Asylum Access Malaysia submits shadow report to CEDAW regarding the rights of refugee women in Malaysia

Asylum Access Malaysia presented an independent report yesterday, February 20, in Geneva to the United Nations Committee on the Elimination of Discrimination against Women (CEDAW). The report focused on the status of refugee women and girls in Malaysia, and raised serious concerns regarding the absence of laws or enforceable policies guaranteeing the rights of refugee women to obtain legal status and access healthcare, formal employment and justice. The Convention on the Elimination of Discrimination against Women is one of only three international human rights conventions ratified by Malaysia.

The report by Asylum Access Malaysia highlighted several issues: Malaysian state practice of detention and non-refoulement as it pertains to refugee women, sexual and gender-based violence (SGBV) and lack of access to justice, lack of formal access to employment and lack of access to healthcare. Its findings are as follows:

Detention. Under the Malaysian Immigration Act 1959/63, detention of refugees and asylum-seekers is mandatory and automatic, with no individual assessment or review by the court. This is in direct violation of international laws stating that refugees should be protected from arbitrary arrest and detention to ensure their safety, and that when arrest or detention is unavoidable, they must have access to adequate facilities and services. The Human Rights Commission of Malaysia (SUHAKAM) reports that detention centers are overcrowded, detainees are subject to abuse, there is inadequate food, water, and medical care, poor sanitation, and female detainees lack adequate facilities and services appropriate to their specific needs as women. There is little information concerning gender sensitivity training for officers or gender-separated facilities, and no indication of healthcare for pregnant women.

Non-refoulement. Vulnerable asylum-seeking and refugee women continue to be deported in contravention of the principle of non-refoulement. There have been reports to the UNHCR of unregistered refugee women seeking antenatal treatment and being sent to detention upon delivery of their children, in some cases with their newborn babies, and in other cases forcibly separated from their children. Asylum Access Malaysia has received similar reports of refoulement of UNHCR card-holders from immigration detention centres, some were pregnant or had just given birth, indicating that the government is not upholding its commitment of non-refoulement to the CEDAW.

Sexual and gender-based violence and access to justice. Refugees’ lack of legal status exacerbates their vulnerability to violence, and they are left unable to access treatment or justice for legal and financial reasons. Fears of arrest, detention, and police extortion further deter refugee women from reporting violence, leaving them trapped in unsafe situations. It has been reported by NGOs working with asylum seekers and refugees that female detainees are subject to SGBV, including rape, while in detention, yet the government continues to fail to address this issue. The Malaysian government provides no legal aid or protection, and the Malaysian Department of Social Welfare does not intervene to assist a refugee child who is a victim or at risk of SGBV.

Healthcare.
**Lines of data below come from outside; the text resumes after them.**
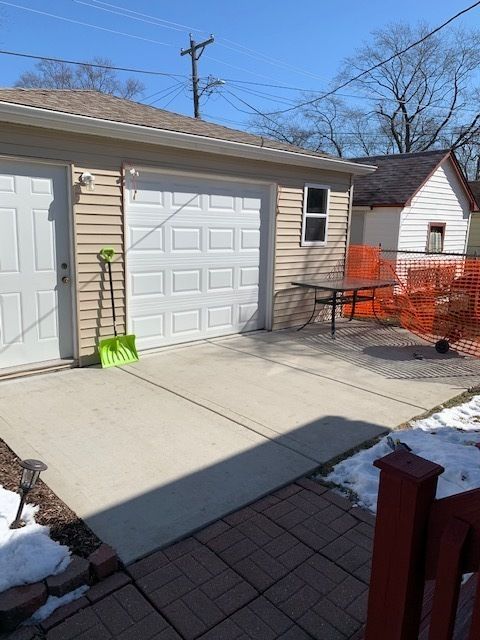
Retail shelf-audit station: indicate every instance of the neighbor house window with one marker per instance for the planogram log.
(315, 215)
(436, 237)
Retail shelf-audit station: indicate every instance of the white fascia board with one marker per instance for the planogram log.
(60, 121)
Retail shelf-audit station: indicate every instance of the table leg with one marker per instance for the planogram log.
(313, 313)
(334, 312)
(354, 302)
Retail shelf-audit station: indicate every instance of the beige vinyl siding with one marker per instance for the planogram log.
(98, 217)
(100, 224)
(474, 234)
(292, 305)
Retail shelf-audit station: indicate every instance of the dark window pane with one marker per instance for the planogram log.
(316, 200)
(315, 229)
(435, 238)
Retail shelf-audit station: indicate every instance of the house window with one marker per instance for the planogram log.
(315, 215)
(436, 237)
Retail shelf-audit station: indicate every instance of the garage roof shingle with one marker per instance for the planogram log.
(94, 104)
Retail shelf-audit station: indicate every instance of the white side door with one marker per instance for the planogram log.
(35, 289)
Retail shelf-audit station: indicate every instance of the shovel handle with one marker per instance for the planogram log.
(107, 255)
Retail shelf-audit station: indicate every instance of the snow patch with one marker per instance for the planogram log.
(447, 437)
(28, 554)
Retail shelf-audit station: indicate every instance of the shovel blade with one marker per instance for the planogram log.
(117, 351)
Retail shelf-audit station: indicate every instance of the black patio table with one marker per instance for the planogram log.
(343, 291)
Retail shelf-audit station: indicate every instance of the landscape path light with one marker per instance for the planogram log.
(31, 470)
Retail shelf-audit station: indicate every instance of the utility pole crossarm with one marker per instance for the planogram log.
(192, 52)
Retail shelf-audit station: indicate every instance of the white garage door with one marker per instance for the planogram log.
(196, 257)
(35, 293)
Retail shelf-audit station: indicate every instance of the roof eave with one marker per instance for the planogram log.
(374, 205)
(58, 120)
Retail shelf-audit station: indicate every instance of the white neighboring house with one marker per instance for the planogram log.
(413, 202)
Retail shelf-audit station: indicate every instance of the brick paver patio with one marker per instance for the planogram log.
(292, 566)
Attempting to access healthcare presents an additional number of obstacles. The costs of health care for refugees remain prohibitive, and NGOs working with asylum-seeking and refugee women report that many do not attend antenatal care appointments due to financial constraints. Fear of arrest and detention and insurmountable language barriers further deter these women. Inability to access healthcare leads to serious consequences, such as pregnancy complications, pregnancy-related death and infant disease or death.
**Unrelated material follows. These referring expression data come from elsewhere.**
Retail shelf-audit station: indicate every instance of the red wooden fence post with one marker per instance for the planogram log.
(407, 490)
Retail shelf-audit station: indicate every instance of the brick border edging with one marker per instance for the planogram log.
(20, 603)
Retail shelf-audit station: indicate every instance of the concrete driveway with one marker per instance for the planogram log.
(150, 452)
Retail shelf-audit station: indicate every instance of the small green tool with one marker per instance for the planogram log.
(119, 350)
Legal employment. Furthermore, lack of legal status means refugee women have no access to safe, legal employment, causing vulnerability to exploitation in the workplace, including a heightened risk of SGBV, withheld wages, unsafe working conditions and unfair dismissal. Lack of income contributes to marginalization and exploitation, and can lead to negative coping mechanisms such as survival sex or early marriage.